"L'esprit né de la vérité a plus de puissance que la force des circonstances" Albert SCHWEITZER.
Concentrons-nous sur l’essentiel, c’est-à-dire la France, pays des Lumières (certes tous les philosophes des Lumières ne sont pas fréquentables), pays des Droits de l’Homme, mais aussi pays qui sait vendre des centrales nucléaires et des avions à la Lybie et à la Chine.
La Chine, Sarkozy y était. En bon VRP, le Président de la République a pu dégoter 20 milliards d’euros de contrats. Les industriels exultent, tout le monde est content ; même si la Chine ne représente actuellement que 3% de nos échanges avec l’étranger.
Circulez, il n’y a plus rien à voir !
Mais, les Droits de l’Homme, quand est-ce qu’on en parle ?
La France, forte des valeurs qui la fondent et qui la déterminent, doit arrêter de se comporter uniquement en acteur économique quand elle commerce avec des Etats où la question des Droits de l’homme est bafouée. Elle ne peut pas, dans sa quête de compétitivité ou de croissance, négliger le rappel au respect des droits fondamentaux lorsqu’ils sont piétinés chez ses partenaires commerciaux.
Certes, le commerce international est un antidote contre la guerre, mais il ne peut servir à légitimer certaines aberrations.
Sur la question de la peine de mort, Nicolas Sarkozy a estimé que la France n'avait pas de leçon à donner à la Chine pour n'avoir aboli la peine capitale qu'en 1981. Il ajoute : « Je ne vous demande pas de l'abolir complètement, mais d'accentuer le mouvement vers une suspension de l'exécution pour une catégorie croissante de crimes ».
Cette comparaison avec la France sur la peine capitale est ubuesque car si elle y est abolie depuis 1981 (26 ans aujourd’hui quand même !!), c’est parce que les français en l’occurrence, M. Badinter, ont réalisé l’inhumanité d’un tel châtiment.
Est-ce à dire parce qu’ils sont plus d’un milliard de chinois que quelques uns peuvent se faire exécuter facilement sans crainte de troubler l’ordre démographique mondial ?
Est-ce à dire que seules les Nations dites « civilisées » comme le rappelait Rama Yade dans son pamphlet « Noirs de France », méritent les Droits de l’homme ?
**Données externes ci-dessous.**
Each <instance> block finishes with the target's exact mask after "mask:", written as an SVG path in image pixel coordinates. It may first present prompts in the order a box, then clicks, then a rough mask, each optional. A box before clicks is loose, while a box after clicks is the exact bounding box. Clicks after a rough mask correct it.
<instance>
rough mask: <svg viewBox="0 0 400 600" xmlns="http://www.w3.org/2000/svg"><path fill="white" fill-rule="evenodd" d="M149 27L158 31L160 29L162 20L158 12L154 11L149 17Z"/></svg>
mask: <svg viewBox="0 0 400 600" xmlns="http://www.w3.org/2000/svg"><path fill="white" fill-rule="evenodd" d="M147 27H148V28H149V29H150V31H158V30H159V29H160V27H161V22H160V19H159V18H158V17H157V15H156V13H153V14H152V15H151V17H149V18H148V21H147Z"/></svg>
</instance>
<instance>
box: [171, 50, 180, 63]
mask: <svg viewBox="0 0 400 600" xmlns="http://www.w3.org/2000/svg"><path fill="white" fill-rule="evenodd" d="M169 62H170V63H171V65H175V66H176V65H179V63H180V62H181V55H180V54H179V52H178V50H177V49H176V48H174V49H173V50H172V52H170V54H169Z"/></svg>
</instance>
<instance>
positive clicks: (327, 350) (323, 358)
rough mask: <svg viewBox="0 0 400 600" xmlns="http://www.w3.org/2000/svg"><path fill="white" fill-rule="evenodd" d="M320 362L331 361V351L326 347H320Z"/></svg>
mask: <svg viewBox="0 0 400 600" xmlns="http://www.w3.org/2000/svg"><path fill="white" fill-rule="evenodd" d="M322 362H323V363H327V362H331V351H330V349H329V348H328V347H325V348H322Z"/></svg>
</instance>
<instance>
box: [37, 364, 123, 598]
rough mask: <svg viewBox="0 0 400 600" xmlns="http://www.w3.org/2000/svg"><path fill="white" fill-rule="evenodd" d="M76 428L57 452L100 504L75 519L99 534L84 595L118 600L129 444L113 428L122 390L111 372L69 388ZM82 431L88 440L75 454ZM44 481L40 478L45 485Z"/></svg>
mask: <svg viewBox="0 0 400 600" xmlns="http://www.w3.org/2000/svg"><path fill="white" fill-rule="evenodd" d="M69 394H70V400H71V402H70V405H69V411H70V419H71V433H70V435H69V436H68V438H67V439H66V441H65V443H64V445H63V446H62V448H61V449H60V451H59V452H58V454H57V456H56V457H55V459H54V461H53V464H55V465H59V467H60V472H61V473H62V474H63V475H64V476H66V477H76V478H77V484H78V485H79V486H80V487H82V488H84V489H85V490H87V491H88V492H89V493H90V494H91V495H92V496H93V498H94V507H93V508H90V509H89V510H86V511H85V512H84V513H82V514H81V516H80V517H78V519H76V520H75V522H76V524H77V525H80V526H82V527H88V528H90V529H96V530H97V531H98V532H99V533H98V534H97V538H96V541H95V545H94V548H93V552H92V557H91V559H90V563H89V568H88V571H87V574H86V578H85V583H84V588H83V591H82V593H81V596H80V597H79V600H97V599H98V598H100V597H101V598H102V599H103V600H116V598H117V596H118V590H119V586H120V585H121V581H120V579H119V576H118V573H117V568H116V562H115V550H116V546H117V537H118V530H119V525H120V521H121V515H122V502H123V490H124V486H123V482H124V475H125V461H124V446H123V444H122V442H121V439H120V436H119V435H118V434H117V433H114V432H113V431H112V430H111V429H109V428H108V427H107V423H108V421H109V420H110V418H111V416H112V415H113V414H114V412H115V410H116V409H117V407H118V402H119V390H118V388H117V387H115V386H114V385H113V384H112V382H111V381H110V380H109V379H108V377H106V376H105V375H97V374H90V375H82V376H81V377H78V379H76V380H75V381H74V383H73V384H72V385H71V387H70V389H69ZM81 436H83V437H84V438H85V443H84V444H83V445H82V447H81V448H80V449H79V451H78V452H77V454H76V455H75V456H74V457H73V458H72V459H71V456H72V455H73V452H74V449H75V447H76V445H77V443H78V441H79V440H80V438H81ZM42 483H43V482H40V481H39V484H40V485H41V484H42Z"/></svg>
Quelque soit le pays, quelque soit le continent, Monsieur le Président, le combat contre la peine capitale doit être perpétuel. On peut vendre des avions à un partenaire commercial et le tacler fortement sur des dispositions humanitaires ! Angela Merkel ne s’était pas gênée de rappeler sérieusement aux autorités chinoises le respect des droits fondamentaux alors que son pays a plus de part de marché en Chine que la France !
Quand Ségolène Royal avait évoqué la "célérité" de la justice chinoise, la bien pensance l'a critiquée et exhibé sa soi-disant incompétence!Mais quand Sarkozy ménage ses hôtes chinois afin de vendre des avions, tout le monde est heureux! quel cynisme!
Par ailleurs, la recherche du point de croissance manquant au travers de la compétitivité ne saurait nous aveugler au point de sacrifier nos valeurs sur le terrain des échanges commerciaux !!
Chaque fois qu’il s’agit de donner espoir à des millions de gens dont les droits et libertés les plus élémentaires sont bafoués, la France, souvent sous les mandatures de droite, a toujours préféré l’esquive à l’action.
Que dire de Total en Birmanie ? Des petites dictatures (Tchad, Congo, Burkina Faso, Togo…) soutenues à bout de bras par l’ancien colon !!?
Désespérément, les Droits de l’homme semblent n’engager que ceux qui y croient !
Pour finir, Sarkozy a aussi réaffirmé clairement son opposition à l'indépendance de Taïwan, que la Chine considère comme une province. Mais, rappelons que le Burkina Faso, l’un des pays les pauvres du monde a reconnu Taïwan comme Etat et je ne crois pas qu’il en subisse les conséquences.
Sur des sujets fondamentaux (non pas que l’indépendance ou non de Taïwan soit un sujet mineur, puisque les taïwanais se prononceront pas référendum) où les Droits de l’Homme sont en souffrance, il revient à la France de tenir son rang mais aussi le flambeau.